Human epiphyseal development has been mainly investigated through radiological and histological approaches, uncovering few details of cellular temporal genetic alternations. Using single-cell RNA sequencing, we investigated the dynamic transcriptome changes during post-conception weeks (PCWs) 15-25 of human distal femoral epiphysis cells. We find epiphyseal cells contain multiple subtypes distinguished by specific markers, gene signatures, Gene Ontology (GO) enrichment analysis, and gene set variation analysis (GSVA).
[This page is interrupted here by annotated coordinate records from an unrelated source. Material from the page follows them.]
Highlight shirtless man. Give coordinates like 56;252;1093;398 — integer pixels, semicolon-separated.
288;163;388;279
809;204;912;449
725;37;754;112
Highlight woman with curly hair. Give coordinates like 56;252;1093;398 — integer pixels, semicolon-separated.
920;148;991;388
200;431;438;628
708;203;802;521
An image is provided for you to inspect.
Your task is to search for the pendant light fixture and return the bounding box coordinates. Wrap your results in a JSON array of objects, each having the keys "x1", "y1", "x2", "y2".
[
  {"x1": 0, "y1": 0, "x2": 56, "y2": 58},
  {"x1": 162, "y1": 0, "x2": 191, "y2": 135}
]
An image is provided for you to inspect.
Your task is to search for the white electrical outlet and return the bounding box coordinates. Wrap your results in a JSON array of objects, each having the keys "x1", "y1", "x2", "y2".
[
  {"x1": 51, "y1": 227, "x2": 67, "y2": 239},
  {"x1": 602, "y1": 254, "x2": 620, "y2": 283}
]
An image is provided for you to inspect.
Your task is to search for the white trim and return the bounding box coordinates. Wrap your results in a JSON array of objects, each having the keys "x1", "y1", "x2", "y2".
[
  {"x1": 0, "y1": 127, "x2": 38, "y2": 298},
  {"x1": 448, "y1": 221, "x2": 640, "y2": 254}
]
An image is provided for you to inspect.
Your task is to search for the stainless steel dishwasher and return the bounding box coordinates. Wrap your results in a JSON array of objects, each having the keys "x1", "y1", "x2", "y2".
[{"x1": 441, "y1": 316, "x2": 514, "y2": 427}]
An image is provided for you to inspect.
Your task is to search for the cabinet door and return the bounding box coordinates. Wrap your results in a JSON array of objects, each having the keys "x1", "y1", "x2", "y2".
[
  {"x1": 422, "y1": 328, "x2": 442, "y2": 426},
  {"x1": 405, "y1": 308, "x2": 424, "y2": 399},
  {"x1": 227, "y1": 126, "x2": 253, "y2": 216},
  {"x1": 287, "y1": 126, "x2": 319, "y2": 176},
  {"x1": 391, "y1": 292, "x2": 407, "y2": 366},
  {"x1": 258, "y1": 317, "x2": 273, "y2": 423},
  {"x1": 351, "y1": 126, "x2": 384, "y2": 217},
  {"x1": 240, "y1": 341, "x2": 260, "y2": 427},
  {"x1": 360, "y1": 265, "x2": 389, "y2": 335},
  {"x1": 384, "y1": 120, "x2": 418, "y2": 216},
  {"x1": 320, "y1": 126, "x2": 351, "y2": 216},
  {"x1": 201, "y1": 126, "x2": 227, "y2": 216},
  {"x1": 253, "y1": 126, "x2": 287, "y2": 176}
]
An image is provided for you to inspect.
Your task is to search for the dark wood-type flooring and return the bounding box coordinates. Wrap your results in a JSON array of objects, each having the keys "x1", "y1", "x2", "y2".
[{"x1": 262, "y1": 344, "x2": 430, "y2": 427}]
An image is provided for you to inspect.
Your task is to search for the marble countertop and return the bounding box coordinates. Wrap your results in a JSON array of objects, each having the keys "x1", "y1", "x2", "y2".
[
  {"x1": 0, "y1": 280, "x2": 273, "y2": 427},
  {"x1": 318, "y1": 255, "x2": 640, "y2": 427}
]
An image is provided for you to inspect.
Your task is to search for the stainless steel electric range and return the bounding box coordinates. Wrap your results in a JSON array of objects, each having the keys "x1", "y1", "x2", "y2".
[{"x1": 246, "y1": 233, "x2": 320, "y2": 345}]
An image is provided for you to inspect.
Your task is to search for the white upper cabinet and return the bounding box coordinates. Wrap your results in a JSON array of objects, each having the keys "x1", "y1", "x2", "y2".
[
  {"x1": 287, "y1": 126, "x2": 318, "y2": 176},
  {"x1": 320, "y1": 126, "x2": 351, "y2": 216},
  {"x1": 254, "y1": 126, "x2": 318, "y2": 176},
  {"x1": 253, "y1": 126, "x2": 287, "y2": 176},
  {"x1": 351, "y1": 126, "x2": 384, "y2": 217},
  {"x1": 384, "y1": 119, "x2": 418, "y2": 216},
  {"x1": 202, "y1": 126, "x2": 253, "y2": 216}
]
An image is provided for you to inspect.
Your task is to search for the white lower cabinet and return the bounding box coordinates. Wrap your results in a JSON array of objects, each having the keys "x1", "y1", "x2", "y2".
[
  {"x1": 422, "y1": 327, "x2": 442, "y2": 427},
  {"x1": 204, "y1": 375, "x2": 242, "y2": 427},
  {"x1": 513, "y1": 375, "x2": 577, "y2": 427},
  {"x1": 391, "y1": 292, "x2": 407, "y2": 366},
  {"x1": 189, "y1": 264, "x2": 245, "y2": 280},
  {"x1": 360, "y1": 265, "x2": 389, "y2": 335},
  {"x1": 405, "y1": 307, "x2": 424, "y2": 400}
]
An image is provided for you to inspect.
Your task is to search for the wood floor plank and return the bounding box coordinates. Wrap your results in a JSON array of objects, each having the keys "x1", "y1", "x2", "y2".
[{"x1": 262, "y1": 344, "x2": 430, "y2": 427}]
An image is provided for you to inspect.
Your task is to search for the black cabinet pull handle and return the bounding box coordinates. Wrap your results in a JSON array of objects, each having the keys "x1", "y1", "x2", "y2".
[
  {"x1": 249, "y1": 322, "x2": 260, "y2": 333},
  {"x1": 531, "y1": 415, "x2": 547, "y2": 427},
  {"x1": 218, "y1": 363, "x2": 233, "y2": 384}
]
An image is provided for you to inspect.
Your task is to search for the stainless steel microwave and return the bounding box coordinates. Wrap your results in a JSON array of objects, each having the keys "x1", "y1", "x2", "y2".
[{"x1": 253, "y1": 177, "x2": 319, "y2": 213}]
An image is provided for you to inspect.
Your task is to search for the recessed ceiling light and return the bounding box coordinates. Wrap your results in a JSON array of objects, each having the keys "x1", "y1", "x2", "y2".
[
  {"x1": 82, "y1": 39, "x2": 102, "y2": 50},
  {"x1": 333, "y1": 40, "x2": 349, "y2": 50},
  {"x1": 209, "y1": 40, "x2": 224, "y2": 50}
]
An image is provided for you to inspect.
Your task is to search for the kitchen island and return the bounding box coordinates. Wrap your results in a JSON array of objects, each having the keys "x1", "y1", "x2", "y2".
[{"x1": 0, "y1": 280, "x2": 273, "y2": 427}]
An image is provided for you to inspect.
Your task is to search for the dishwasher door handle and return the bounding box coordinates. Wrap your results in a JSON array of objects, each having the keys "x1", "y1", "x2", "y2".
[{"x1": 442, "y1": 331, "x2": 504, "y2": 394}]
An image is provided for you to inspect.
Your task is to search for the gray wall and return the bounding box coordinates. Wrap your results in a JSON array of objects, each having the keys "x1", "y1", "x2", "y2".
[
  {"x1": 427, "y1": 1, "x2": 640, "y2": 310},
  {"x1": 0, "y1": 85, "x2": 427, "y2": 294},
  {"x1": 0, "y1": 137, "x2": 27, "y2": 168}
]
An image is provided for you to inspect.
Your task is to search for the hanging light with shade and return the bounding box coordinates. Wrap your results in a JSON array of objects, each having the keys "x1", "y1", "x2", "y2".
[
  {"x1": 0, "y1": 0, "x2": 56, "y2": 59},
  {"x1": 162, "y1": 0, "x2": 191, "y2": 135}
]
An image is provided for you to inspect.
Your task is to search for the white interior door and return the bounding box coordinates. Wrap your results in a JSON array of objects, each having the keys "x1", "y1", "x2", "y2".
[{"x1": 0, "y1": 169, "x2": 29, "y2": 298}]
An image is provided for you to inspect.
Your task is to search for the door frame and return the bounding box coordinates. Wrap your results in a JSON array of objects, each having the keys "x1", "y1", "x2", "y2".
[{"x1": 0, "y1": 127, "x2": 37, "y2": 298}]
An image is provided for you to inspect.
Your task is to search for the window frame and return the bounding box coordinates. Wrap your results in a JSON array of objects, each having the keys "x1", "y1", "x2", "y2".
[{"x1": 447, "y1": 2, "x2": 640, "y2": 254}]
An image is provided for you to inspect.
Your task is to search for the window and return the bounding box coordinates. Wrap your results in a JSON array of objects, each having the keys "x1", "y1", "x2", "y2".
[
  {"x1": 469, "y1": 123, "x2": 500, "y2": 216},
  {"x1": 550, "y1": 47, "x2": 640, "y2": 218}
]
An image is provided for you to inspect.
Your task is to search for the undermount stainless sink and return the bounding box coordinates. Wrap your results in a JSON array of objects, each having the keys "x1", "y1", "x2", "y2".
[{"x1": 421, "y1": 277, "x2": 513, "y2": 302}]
We identify the populations committed to cartilage or ossification at this time, although the secondary ossification centers (SOCs) have not formed. We describe the temporal alternation in transcriptional expression utilizing trajectories, transcriptional regulatory networks, and intercellular communication analyses. Moreover, we find the emergence of the ossification-committed population is correlated with the COL2A1-(ITGA2/11+ITGB1) signaling. NOTCH signaling may contribute to the formation of cartilage canals and ossification via NOTCH signaling. Our findings will advance the understanding of single-cell genetic changes underlying fetal epiphysis development.

Automated summary

Using single-cell RNA sequencing, the study explores the transcriptome changes of human distal femoral epiphysis cells during post-conception weeks 15-25. Multiple subtypes of epiphyseal cells are identified, and their characteristics and functions are analyzed. The study also investigates the role of specific signaling pathways in the development of cartilage and ossification. The findings provide valuable insights into the genetic changes that occur during fetal epiphysis development.